Analyse de quelques problèmes traditionnels savagienne

Analyse de quelques problèmes traditionnels

Le cadre et les postulats de Savage, qui permettent de parvenir aux résultats que nous venons d’exposer, ont alimenté la recherche et les controverses depuis plus d’un demi-siècle, si bien qu’il semble même vain de vouloir proposer une synthèse de la littérature qu’ils ont suscitée. Nous nous contenterons, dans cette partie, de rappeler quelques-uns des problèmes traditionnels que pose la représentation savagienne d’un problème de décision en situation d’incertitude, et de montrer que notre interprétation causale permet de leur apporter un éclairage nouveau. Les problèmes que nous évoquerons sont de deux ordres. D’une part, c’est la définition d’un problème de décision à partir de deux notions fondamentales, les conséquences et les événements, et du troisième, dérivé des deux premiers, d’actes qui ne semble pas correspondre, dans de nombreux cas, à l’expérience humaine de décision en situation d’incertitude. Si l’on s’en tient au cadre de Savage, cette construction peut donc paraître artificielle ou invraisemblable. D’autre part, les postulats de Savage, qui caractérisent les préférences du décideur à l’intérieur de ce cadre, imposent aussi des conditions particulières à la façon dont il définit les trois composantes de ce cadre. Or ces conditions rencontrent à leur tour certaines difficultés quand elles sont confrontées à la pratique. pour un observateur extérieur qui le mettrait à l’épreuve sur la base de cas concrets. En effet, la violation d’une hypothèse peut toujours, comme nous le verrons, être mise sur le compte d’un mauvais choix des conséquences, des événements ou des actes, puisque ces notions ne sont pas observables. Un observateur extérieur doit tenter de deviner les événements et conséquences par lesquels un décideur caractérise un problème donné . Son examen se ramène souvent à des questions d’interprétation, et de ce fait, nous pouvons utilement mener cette discussion à partir de notre exemple précédent, sans avoir formellement développé notre modèle.Nous commençons, dans la première section de cette partie, par analyser les difficultés liées à la définition même d’un problème de décision chez Savage, avant de consacrer la seconde section à trois implications particulières des postulats : l’indépendance des utilités par rapport aux états, l’absence d’aléa moral et le conséquentialisme.
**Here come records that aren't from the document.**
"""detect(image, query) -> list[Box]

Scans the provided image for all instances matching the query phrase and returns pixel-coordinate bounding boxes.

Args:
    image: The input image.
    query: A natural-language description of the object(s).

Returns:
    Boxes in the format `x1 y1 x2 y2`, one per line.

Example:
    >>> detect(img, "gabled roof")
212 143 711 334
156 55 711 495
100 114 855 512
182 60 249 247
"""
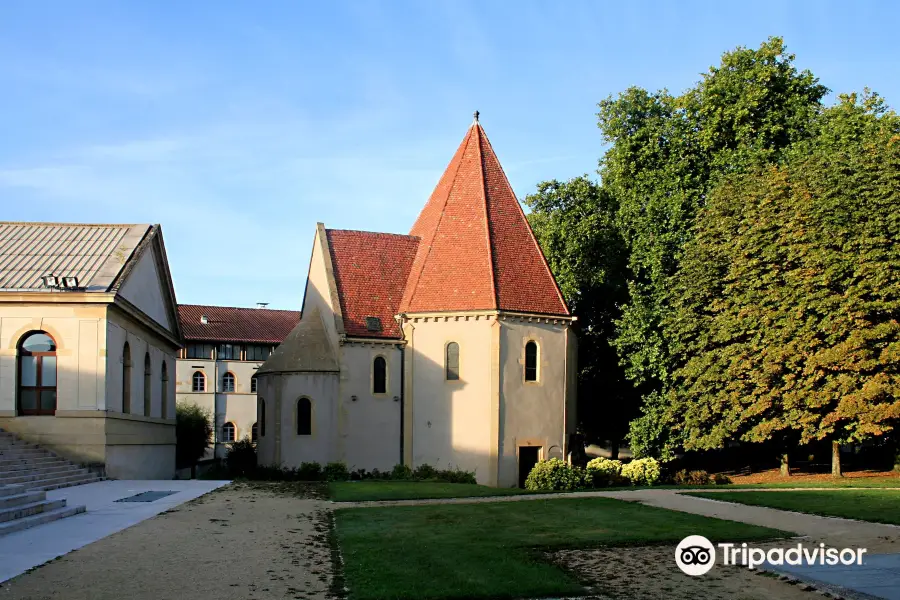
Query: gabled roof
0 222 149 292
325 229 419 338
178 304 300 344
256 306 340 375
399 121 569 315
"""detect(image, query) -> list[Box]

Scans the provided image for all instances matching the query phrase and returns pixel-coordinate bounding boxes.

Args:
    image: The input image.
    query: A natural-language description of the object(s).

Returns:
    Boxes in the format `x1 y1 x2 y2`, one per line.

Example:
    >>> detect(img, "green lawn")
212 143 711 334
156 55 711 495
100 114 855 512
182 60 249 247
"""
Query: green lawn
328 481 526 502
335 498 791 600
687 489 900 525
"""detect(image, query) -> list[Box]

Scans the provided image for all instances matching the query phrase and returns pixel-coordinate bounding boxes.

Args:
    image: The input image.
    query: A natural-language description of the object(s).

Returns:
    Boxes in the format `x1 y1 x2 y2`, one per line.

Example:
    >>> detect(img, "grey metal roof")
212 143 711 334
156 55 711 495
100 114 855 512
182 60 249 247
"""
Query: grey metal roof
256 306 340 375
0 221 151 292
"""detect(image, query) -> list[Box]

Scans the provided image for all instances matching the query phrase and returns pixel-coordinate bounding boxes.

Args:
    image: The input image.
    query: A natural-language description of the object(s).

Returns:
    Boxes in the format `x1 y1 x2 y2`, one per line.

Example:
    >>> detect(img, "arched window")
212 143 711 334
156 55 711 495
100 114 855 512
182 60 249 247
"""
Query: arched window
159 360 169 419
191 371 206 392
144 352 153 417
445 342 459 381
222 373 234 392
297 398 312 435
122 342 131 413
525 341 537 381
372 356 387 394
222 423 236 442
17 331 56 415
256 398 266 437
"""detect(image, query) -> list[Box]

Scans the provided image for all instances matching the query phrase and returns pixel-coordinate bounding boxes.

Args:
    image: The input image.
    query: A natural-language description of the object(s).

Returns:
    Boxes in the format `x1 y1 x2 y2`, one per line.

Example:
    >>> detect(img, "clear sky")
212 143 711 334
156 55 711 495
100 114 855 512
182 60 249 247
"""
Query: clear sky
0 0 900 309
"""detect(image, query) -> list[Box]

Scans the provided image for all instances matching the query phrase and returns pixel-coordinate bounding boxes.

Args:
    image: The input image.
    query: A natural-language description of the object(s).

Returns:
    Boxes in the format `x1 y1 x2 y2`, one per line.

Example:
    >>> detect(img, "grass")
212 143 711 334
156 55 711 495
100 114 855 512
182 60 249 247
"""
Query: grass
687 489 900 525
328 481 526 502
335 498 790 600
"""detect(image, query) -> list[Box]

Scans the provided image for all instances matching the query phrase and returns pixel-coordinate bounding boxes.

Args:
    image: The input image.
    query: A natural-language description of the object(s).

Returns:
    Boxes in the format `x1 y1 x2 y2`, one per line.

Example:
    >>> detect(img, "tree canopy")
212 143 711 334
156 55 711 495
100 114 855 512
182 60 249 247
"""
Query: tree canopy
653 94 900 458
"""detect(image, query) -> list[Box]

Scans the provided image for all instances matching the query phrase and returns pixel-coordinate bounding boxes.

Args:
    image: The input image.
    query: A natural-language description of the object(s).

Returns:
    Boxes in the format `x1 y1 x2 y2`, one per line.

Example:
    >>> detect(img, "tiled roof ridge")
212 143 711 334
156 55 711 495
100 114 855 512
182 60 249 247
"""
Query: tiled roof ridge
325 227 420 239
400 127 472 310
478 124 572 315
472 123 500 309
178 302 300 314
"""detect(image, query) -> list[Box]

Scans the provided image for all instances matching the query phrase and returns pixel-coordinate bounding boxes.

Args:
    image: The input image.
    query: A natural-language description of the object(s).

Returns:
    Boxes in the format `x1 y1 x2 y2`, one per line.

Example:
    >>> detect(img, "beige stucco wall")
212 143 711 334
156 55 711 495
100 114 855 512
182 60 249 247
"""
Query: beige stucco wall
0 302 107 416
405 315 496 484
338 343 402 471
497 318 571 487
176 358 262 458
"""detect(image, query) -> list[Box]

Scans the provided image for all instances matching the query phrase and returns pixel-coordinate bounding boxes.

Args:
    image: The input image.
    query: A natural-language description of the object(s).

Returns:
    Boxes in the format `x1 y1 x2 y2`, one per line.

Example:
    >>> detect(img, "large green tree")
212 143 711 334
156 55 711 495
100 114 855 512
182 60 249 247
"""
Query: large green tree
525 175 639 451
652 93 900 468
598 38 827 394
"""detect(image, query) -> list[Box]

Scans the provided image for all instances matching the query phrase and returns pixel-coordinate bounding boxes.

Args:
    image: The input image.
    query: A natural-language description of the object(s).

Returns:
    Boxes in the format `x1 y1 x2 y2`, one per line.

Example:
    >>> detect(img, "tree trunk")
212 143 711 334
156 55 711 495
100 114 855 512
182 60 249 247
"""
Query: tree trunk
831 442 844 477
781 452 791 477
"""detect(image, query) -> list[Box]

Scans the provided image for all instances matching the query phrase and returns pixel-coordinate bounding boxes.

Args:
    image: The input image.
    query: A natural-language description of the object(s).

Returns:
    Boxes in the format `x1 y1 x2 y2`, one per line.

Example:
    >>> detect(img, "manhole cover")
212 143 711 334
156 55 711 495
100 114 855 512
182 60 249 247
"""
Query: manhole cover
116 492 175 502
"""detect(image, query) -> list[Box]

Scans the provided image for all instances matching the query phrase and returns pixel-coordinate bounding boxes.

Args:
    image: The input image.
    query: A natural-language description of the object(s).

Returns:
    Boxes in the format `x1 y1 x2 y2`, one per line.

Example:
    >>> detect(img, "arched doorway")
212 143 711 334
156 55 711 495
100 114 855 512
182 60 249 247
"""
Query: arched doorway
16 331 56 415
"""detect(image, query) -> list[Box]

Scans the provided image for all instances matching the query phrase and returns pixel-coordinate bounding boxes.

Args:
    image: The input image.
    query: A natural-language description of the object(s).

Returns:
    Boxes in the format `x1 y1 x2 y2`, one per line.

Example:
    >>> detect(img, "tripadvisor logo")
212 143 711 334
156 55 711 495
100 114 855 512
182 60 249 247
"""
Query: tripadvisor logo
675 535 716 577
675 535 867 577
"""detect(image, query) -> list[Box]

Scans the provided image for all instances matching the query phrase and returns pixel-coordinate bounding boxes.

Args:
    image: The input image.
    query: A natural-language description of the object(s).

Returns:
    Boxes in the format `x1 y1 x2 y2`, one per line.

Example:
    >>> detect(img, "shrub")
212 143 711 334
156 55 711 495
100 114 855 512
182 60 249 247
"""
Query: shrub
324 462 350 481
672 469 712 485
525 458 585 492
296 462 322 481
413 465 440 479
585 456 623 487
175 404 212 468
622 458 660 485
391 464 412 480
225 438 256 477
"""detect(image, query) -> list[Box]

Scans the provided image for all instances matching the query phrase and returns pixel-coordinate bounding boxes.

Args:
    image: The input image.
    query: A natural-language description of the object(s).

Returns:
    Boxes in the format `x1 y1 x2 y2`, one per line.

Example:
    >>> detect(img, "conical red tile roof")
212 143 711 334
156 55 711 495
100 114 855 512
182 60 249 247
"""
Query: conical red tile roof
400 121 569 315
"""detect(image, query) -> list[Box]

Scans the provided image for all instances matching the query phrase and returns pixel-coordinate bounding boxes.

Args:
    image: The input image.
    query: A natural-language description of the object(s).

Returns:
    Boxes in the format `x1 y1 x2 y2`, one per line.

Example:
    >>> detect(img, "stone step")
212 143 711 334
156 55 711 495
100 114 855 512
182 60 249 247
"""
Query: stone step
0 485 26 498
0 499 66 523
0 506 85 535
0 467 89 485
24 473 106 492
0 455 65 469
0 462 84 483
0 490 47 510
0 448 54 460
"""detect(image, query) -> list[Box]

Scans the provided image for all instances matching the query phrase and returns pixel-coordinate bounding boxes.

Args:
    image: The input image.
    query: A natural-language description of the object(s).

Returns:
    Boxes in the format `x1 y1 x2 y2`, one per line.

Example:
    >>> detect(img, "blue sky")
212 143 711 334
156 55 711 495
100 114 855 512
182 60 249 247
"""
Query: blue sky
0 0 900 308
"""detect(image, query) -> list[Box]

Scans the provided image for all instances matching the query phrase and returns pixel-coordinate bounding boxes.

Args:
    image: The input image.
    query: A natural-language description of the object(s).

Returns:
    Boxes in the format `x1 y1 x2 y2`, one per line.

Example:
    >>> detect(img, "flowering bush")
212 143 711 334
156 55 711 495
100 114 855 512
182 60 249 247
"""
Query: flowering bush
622 458 660 485
525 458 585 492
585 456 623 487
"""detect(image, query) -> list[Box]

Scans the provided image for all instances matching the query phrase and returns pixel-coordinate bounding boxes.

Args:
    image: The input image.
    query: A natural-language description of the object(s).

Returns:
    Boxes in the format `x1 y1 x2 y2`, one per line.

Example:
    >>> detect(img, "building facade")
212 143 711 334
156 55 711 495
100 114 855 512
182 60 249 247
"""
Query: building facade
0 222 181 479
176 304 300 458
257 118 577 487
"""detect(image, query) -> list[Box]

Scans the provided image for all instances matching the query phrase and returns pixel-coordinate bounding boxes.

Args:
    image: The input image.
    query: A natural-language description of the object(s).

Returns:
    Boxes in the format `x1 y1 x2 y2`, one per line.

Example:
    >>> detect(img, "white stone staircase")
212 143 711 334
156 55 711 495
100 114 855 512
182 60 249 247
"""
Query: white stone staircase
0 429 105 491
0 430 105 536
0 485 85 536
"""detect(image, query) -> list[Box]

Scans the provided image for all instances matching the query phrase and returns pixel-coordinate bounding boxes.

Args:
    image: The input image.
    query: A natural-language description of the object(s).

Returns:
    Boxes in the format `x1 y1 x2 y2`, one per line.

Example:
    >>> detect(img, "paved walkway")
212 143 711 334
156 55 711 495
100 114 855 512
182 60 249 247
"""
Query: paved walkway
0 480 228 582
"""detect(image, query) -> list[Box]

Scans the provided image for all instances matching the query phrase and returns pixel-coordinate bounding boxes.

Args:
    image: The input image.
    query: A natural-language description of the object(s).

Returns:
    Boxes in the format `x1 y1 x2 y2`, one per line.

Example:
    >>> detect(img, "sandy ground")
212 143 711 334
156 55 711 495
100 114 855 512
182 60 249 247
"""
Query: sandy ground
551 545 822 600
0 484 332 600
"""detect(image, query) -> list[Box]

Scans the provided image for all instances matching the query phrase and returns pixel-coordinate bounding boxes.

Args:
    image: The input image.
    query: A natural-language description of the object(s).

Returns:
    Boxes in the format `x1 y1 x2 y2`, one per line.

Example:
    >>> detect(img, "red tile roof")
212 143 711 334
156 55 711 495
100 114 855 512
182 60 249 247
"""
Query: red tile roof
178 304 300 344
326 229 419 338
400 122 569 315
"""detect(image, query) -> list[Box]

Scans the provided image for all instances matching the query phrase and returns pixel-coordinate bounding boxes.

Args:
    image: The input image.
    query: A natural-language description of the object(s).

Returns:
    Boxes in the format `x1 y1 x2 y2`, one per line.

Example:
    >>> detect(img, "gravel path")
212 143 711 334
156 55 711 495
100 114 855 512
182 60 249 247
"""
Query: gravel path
0 484 332 600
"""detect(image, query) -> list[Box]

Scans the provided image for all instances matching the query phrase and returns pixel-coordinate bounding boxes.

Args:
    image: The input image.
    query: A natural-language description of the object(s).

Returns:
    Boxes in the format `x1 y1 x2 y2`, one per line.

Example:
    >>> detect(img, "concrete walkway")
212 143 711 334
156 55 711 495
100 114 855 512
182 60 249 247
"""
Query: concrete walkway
0 480 228 582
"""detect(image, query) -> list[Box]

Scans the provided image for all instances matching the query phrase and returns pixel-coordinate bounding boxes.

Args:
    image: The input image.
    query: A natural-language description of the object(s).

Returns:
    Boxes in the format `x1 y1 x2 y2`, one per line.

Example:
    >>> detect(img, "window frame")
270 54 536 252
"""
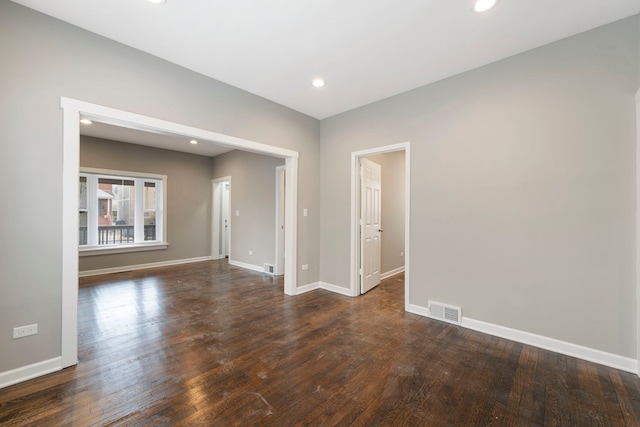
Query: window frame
78 167 169 257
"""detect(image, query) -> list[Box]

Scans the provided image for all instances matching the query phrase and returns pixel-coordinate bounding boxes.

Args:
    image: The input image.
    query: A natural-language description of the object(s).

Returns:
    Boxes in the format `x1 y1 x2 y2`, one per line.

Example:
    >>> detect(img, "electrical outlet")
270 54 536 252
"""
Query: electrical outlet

Nous ne nous attarderons pas sur ce dernier argument, en notant simplement qu’en dépit d’une affirmation assez commune, le cadre de Savage n’exige pas que le décideur prenne effectivement les actes virtuels en considération. Le théorème de représentation nous dit simplement que le décideur se conduit comme s’il maximisait une utilité espérée, et la construction de Savage nous indique un moyen, impliquant notamment les actes virtuels, pour dériver la distribution de probabilités et une fonction d’utilité correspondant à cette conduite. Si l’existence d’actes virtuels entache la pertinence de la représentation de Savage, ce ne peut donc être sur le plan conceptuel mais tout au plus sur celui de la pratique, en l’occurence des possibilités de dérivation des probabilités et utilités. À cette éventualité, Savage nous semble avoir répondu de façon aussi convaincante que possible Revenons cette fois au point de départ de notre exemple : un décideur en charge de la poli- tique de santé publique sait qu’une usine rejette des substances cancérigènes, peut-être à des doses toxiques, mais que son activité procure aussi des bénéfices ; que le population consomme les produits contaminés en quantité inconnue, et peut de ce fait s’exposer au développement du cancer, mais que cette consommation a également des avantages économiques ; que les produits non consommés pourraient être exportés, et que le cancer entraîne des conséquences sanitaires incertaines ; enfin que les actes qu’il peut engager sont de limiter les rejets de l’usine, d’inciter la population à réduire sa consommation, de favoriser les exportations et de mener une campagne de dépistage du cancer. Imaginons que le décideur essaie de représenter cette situation par un problème de décision unique, où tous les enjeux feraient partie du même ensemble de conséquences, où la description de chaque événement lèverait entièrement l’incertitude, et où les actes seraient reformulés comme des fonctions entre les ensembles d’états et de conséquences correspondants. La seule élaboration d’un tel problème, sans même parler de sa résolution, représenterait une tâche d’une complexité extrême.